La gente que se ha pasado a retiro desde el centro penitenciario de Puente Alto, ¿cuál es la pensión que están sacando? 

En la actualidad no está recibiendo su pensión en un cien por ciento, debido a un recurso de protección que nosotros presentamos por el dictamen de Contraloría que fijo el tope de las jubilaciones.

¿Pero antes del dictamen?

-La realidad es que no superan los 400 a 500 mil pesos, pese a muchos sacaron una carrera profesional entremedio. O sea, las pensiones son magras y más encima todos salimos perjudicados por las abultadas jubilaciones de los altos mandos y directivos, que éticamente es reprochable, apunta Luis Bustamante.

 

BAÑOS Y DUCHAS

 

Ya en reportajes pasados hemos dado a conocer las condiciones de hacinamiento de la cárcel local, la que no solo es usada por los internos, sino que también por sus propios custodios.

“La comodidad para nuestros funcionarios en la cárcel de Puente Alto son precarias. Hay falencias incluso en los servicios higiénicos. No contamos con urinarios suficientes, por ejemplo, contamos con dos para 150 funcionarios y tres duchas.  A eso se suman los 50 funcionarios de la guardia armada, que es el personal que duerme acá y que ejecuta la vigilancia perimetral. Esa es nuestra realidad diaria y es el reflejo de la baja inversión. Hemos sido la puerta chica del Estado. Somos el patio trasero. No se legisla a favor de los funcionarios”, recalca Luis Bustamante.

¿Se ha invertido en los últimos años en mejorar los espacios del personal?

– Se hizo una solicitud de mejoramiento para las instalaciones del personal, pero siempre Gendarmería se vuelca hacia la población penal. Los ingresos y los proyectos son para los reos, que está bien, pero para nosotros no llegan. Estamos en un sector extremo de Santiago y no contamos con ambulancias.
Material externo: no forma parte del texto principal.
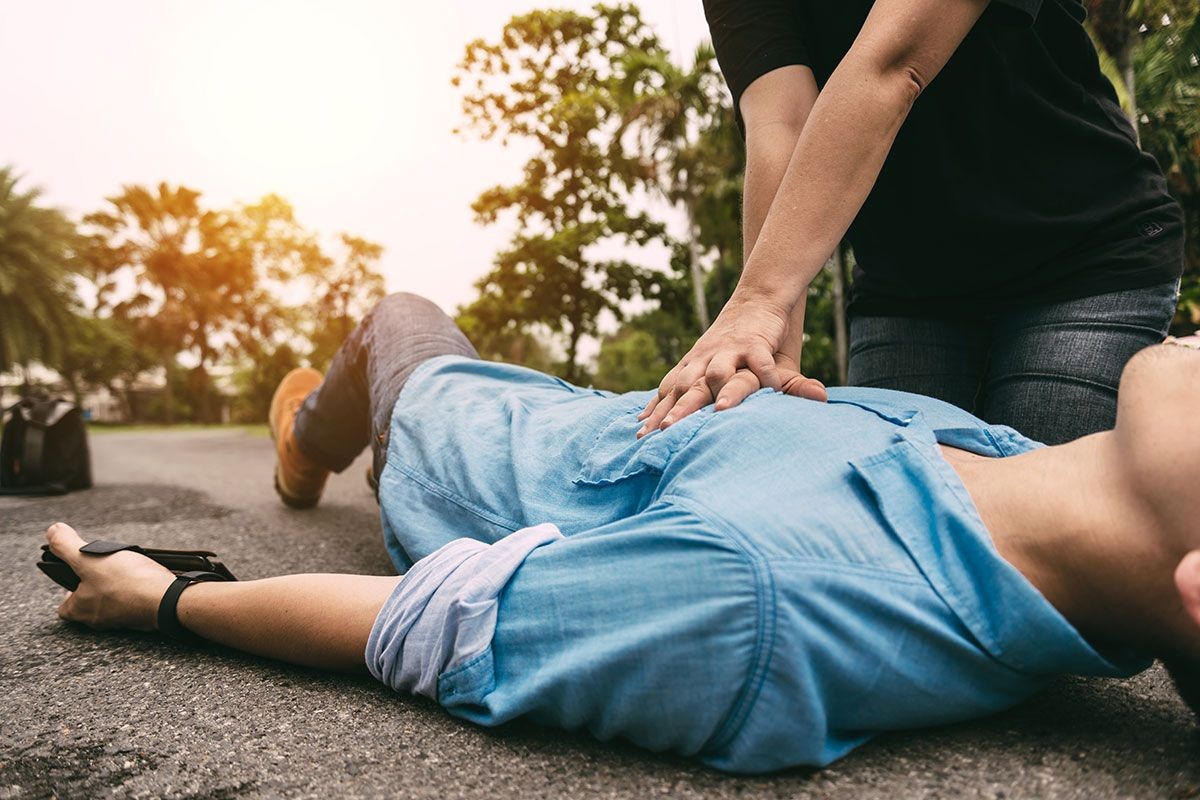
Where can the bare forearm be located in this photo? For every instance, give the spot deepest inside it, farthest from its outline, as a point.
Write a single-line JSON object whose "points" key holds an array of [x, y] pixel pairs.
{"points": [[849, 133], [315, 620], [827, 180], [769, 150]]}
Tenemos un carro y con ello cubrimos todas las necesidades de la comunidad A veces usamos vehículos particulares.

 

La infraestructura de nuestro recinto es frágil. Tenemos agua servida cayendo al mismo casino. Esa es la realidad de Gendarmería, nosotros exponemos la vida, incluso, pero no nos sentimos escuchados, comenta en presidente provincial de la ANFUP.

¿Qué pasó con las últimas lluvias?

-Se realizaron trabajos parches que hizo una empresa y se filtró agua lluvia. Los funcionarios tuvieron que instalar nylon para impedir que pase el agua. No hay calefacción para las garitas del personal y con recursos propios se tienen calefactores eléctricos. Los guardias hacen vigilancia con menos 2 grados bajo cero.

¿Van a endurecer este proceso?  

-Hasta el momento el ministro de Justicia no ha tenido ninguna disposición hacia nosotros y no descartamos escalar esta movilización.

Estamos en época electoral, ¿han tenido contacto con precandidatos presidenciales? 

Nuestros dirigentes nacionales nos han dicho que desde distintos comandos políticos han pedido un acercamiento y diálogo por la problemática del servicio. A mi juicio -dice Luis Bustamante- eso es populismo. Esto no debe ser abordado en un periodo especial electoral. Nosotros no somos tontos. Los funcionarios son instruidos y ante cualquier eventualidad se harán presentes en las urnas a ejercer su derecho. Todos los gobiernos de turno no nos han escuchado.

Nuestra labor no ha sido valorada como se merece.